Когда я был уже в трёх шагах, возле неё возник какой-то лысоватый гражданин в казённой пижаме, пенсне и с локотком на отлёт. Рука у него была загипсована и зафиксирована, как полагается, под прямым углом в суставе. Он что-то сказал Смирновой, галантно склонив голову и шаркнув ножкой, но она только качнула головой, уже двигаясь ко мне навстречу.
И тут пижамный фатально ошибся. Он, кажется, повысил голос и ухватил товарища военфельдшера за рукав.
Не моргнув и даже не обернувшись, Оксана Пална так шаркнула ему каблуком по берцовой кости, что он своим воем и айканьем едва не сорвал весь вальс. Но мы уже были рядом, не сводя друг с друга глаз, и внимания на него не обращали, кружась именно так, как и мечтала Оксана. Моя Окся.
— Ну куды, куды ты лезешь, дура? — краем уха услышал я чей-то хриплый басок, не отводя глаз от серых озёр напротив, в которых кипело счастье. — Это ж Оксана Пална наша! Самого доктора Николина женщина!

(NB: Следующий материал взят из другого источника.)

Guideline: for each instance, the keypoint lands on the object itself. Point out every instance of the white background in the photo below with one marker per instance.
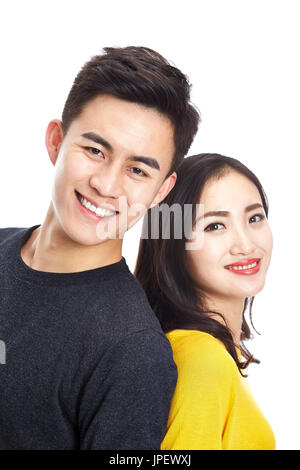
(243, 60)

И счастья в глазах стало больше. Во всех четырёх.
Вальсов было три. «Осенний сон», под который мы начали свой первый круг, осторожно, будто привыкая друг к другу в новом, нерабочем качестве. «Амурские волны» — побыстрее, посмелее, и я уже вёл её уверенно, чувствуя, как она отзывается на каждое движение, как доверяет мне, как летит надо полом, почти не касаясь его носками туфель. И третий, которого я не знал. Ванина память уверяла, что это супер-шлягер из киноленты «Светлый путь» — какая-то невероятно популярная мелодия, которую крутили по радио всю весну сорок первого. Там ещё что-то про Новый год, кажется, было, и про фигуристов на катке, но это не имело никакого значения. Мы летели, кружась, так, будто это не актовый зал госпиталя, а бальная зала сказочного дворца, будто нам обоим по шестнадцать, будто вокруг нет и никогда не было никаких раненых, никакой войны. Её глаза горели, чуть приоткрытые губы в яркой помаде что-то шептали, но музыка, торжественная и в то же время какая-то манящая, не давала ничего услышать. Или это шум крови в ушах мешал, или мы кружились с такой скоростью, что в них свистело и хлопало?..

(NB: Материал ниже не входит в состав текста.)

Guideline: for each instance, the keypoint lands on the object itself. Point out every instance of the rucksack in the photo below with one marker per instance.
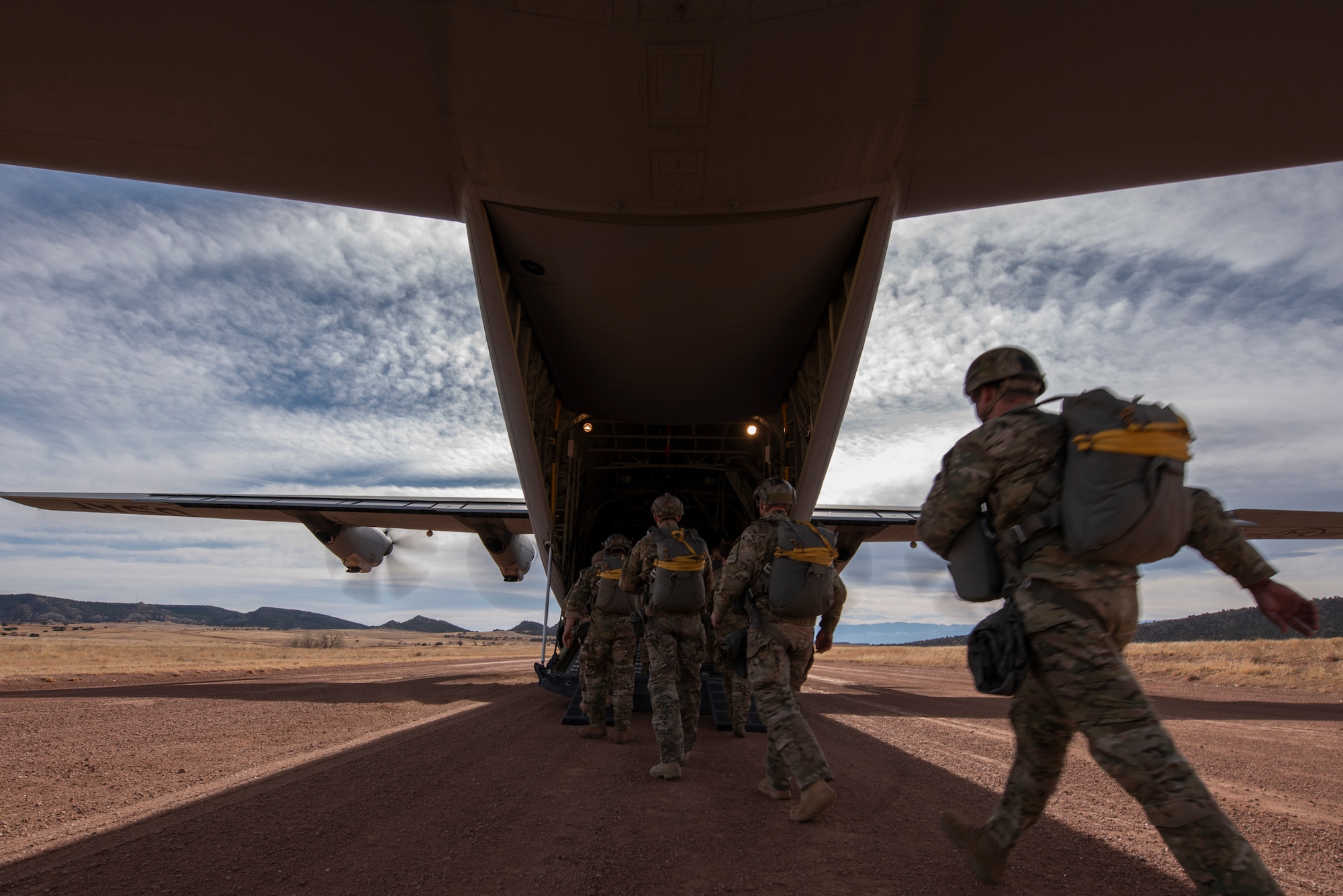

Но оказалось, что свистели и хлопали нам зрители. Раненые аплодировали или топали, кому чем было, санитарки смотрели на нашу пару, раскрыв рты, а Зина, утерев глаза краем фартука, выдала под занавес такой переливчатый разбойничий свист в два пальца, что, кажется, даже Серёга Мальцев вздрогнул.

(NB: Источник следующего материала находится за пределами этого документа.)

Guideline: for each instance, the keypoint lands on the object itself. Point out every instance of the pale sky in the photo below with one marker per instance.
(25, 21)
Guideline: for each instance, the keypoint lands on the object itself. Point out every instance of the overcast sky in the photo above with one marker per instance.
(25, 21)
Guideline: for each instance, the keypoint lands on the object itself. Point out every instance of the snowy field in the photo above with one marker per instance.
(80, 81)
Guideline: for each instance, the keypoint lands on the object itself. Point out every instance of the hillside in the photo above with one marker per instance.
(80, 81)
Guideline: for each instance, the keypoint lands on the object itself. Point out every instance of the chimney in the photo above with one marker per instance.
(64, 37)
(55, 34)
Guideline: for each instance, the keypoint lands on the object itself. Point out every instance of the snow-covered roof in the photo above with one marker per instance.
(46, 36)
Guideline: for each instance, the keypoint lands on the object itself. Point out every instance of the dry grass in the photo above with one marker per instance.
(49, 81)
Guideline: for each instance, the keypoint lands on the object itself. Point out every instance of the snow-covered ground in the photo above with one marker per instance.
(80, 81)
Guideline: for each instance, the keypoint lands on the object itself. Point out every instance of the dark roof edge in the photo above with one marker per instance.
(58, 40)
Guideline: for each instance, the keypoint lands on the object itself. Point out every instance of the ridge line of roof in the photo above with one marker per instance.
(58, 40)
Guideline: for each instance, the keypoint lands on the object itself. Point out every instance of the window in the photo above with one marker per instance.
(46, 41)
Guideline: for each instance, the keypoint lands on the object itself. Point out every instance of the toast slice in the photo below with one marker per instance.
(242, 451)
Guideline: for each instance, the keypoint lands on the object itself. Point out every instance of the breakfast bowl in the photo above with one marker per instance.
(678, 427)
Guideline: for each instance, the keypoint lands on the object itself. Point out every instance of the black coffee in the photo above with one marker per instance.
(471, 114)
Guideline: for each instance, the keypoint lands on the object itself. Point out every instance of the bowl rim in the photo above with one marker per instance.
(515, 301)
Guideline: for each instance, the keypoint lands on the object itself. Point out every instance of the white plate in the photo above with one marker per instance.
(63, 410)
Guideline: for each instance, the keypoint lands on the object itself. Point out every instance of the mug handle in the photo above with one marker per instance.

С этим вальсом мы сорвали овации, каких школьный актовый зал, превратившийся в госпитальный, не знал никогда. Нам так тоже никогда не аплодировали. Но ни смущения, ни волнения не было. Вернее, волнение было, но со зрителями точно не имело никакой связи.
Когда шум затих, я склонил голову, а Оксана чуть присела в подобии реверанса. И глаз друг с друга мы по-прежнему не сводили. Так бывает, когда ты забываешь обо всём на свете. Но реальность редко упускает случая напомнить о себе.
За стенами завыли сирены.
Шум поднялся снова, но к нам уже отношения не имел. Первыми рванули из зала мальцевские с ним самим во главе. И только после этого в глазах раненых стал просыпаться гнев, а у женщин и девушек — страх.